Do we require “our own” political outfit to stop the exploitation of farmers? If the minimum support price on wheat and rice goes, will the prices of irrigated farmland fall further? Do our farmer leaders have political vision? Such thought-provoking queries trouble the young and the elderly alike as the protesters withdraw to their base camps after the day’s hectic schedule. The questions also reflect their disenchantment with the mainstream political parties — be it the BJP, Shiromani Akali Dal, Congress or the Aam Aadmi Party.
With no politician welcome on the “protest stage”, farmer union leaders, including Joginder Singh Ugrahan, Sukhdev Singh Kokrikalan, Jagmohan Singh Dakaunda and Balbir Singh Rajewal, have turned icons at the ‘kisan andolan’here. They have been grabbing space on the social media as well as the digital, print and visual media platforms.
As the youth share their concerns with their “new leaders” over the three central farm laws, Bharatiya Kisan Union (Rajewal) chief Balbir Singh Rajewal tells them it could be a long haul.
The anger and anguish against the political system is writ large on the faces of the protesters. Gurpreet, representing a group of progressive farmers from Ghanaur in Patiala, takes on the powers-that-be over their “double standards”.
“We are aware the underground water table is declining sharply due to traditional crops and there is overuse of pesticides, but the successive governments lacked in efforts to wean the farmers away from wheat and paddy. The attempts to promote diversification were half-hearted!” he maintains.
“All of them (politicians) stand exposed.

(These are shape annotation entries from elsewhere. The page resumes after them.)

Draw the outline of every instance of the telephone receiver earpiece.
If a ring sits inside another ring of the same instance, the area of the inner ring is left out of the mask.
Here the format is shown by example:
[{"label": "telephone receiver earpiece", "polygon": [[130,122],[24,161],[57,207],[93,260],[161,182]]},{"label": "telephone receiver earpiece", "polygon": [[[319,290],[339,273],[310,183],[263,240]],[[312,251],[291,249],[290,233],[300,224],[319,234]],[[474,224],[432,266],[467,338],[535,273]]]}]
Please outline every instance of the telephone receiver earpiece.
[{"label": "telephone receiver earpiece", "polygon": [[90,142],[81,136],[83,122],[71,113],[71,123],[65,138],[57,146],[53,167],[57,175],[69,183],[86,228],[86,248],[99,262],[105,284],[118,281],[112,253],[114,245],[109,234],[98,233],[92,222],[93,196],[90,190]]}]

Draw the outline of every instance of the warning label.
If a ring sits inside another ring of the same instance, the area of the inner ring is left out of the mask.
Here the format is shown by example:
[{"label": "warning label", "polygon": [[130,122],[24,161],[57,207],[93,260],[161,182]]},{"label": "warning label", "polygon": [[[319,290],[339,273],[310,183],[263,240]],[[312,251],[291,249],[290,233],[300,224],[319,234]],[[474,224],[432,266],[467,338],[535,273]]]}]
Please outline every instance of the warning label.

The political outfits are concerned only about their own survival amid the changed dynamics,” says Parminder Singh of Chakdana village in Nawanshahr.
Otherwise owing allegiance to different political parties, the youngsters at the protest site here no more feel proud of being identified as “Congressi” or “Akali”. “We are farmers and are united here by a common cause,” says Raju from Aulakh village in Gurdaspur.